Running away, some would argue, was a cowardly move. I would call it a selfish one. That almost destroyed my family. But I did not deserve that, no, I deserved much worse. I understand that now. I deserved to suffer in silence, to suffer the guilt of the escapee. Telling no one, it lingered, sank its teeth into my shoulder from its constant presence just behind my consciousness.

The train rushes passed in a whirl of steel and the blaring horn, whipping the blonde hair out of my face.

I will find a way to make it up to you.

I know from experience living with the weight of that guilt every day doesn't make it go away. It does, however, transform a part of it into something else. It became a fire burning all the crap out of my life.

The doors open in front of me.

"This is the train to Grand Central. The next stop is, Grand Central."

I decided to turn my life around because of that night. Because in that moment, watching his body come down the steps, I realized how much I hated being the person standing there, unable to move, to speak, to do anything. I couldn't live with myself being that person.

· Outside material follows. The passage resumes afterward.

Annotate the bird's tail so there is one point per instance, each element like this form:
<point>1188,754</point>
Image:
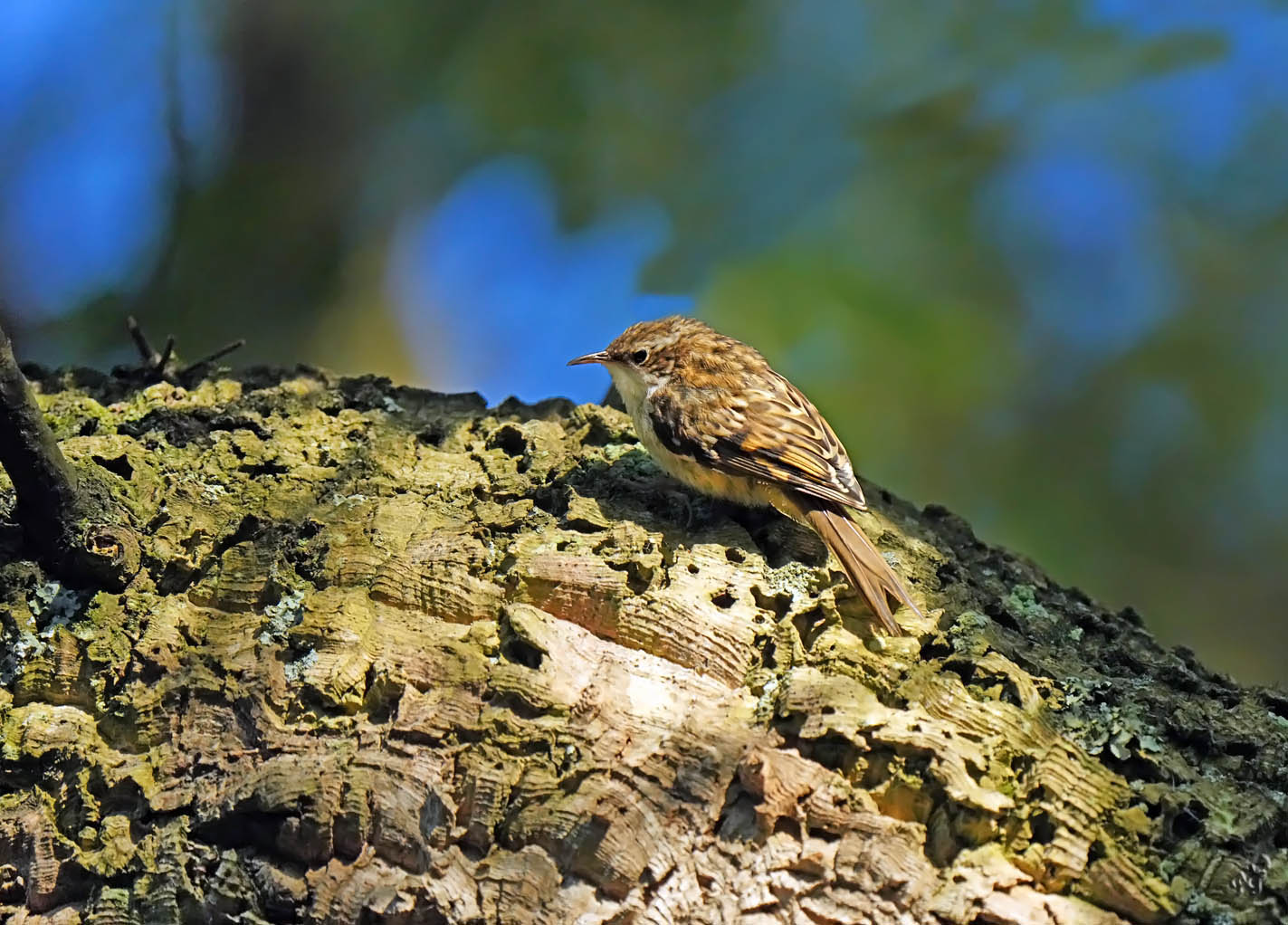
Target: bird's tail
<point>868,571</point>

The train is almost empty at this hour, and I flop down onto the first window seat available.

I did not know it then, but in exile I would make myself anew. I would turn my life around, become a person who I could live with. And, surprisingly, found other people I could live with in return...

But the guilt remains.

And now it seemed I was starting over yet again. My mind drifts back to the last nine months. The lessons learned. The people I knew. The boy who has haunted my dreams for the last nine months.

"Serena"! Nate called after me, waving. "Don't go. Please."

"I can't, Nate... I just can't."

I stared out the window and the Connecticut skyline, unseeing. Allowing myself this train ride to relive those nine months of happy and painful memories where I changed my life. Knowing that once I stepped off the train, I would put Connecticut behind me as I had New York. Seal that guilt of abandonment into my subconscious, and hope to God I wouldn't make the same mistakes again. But this time, I doubted I would return.

We will arrive in New York in approximately one hour.

Eric's pain have secured my deliverance from Connecticut. But it remains to be seen what is the price I have to pay for redemption from mine.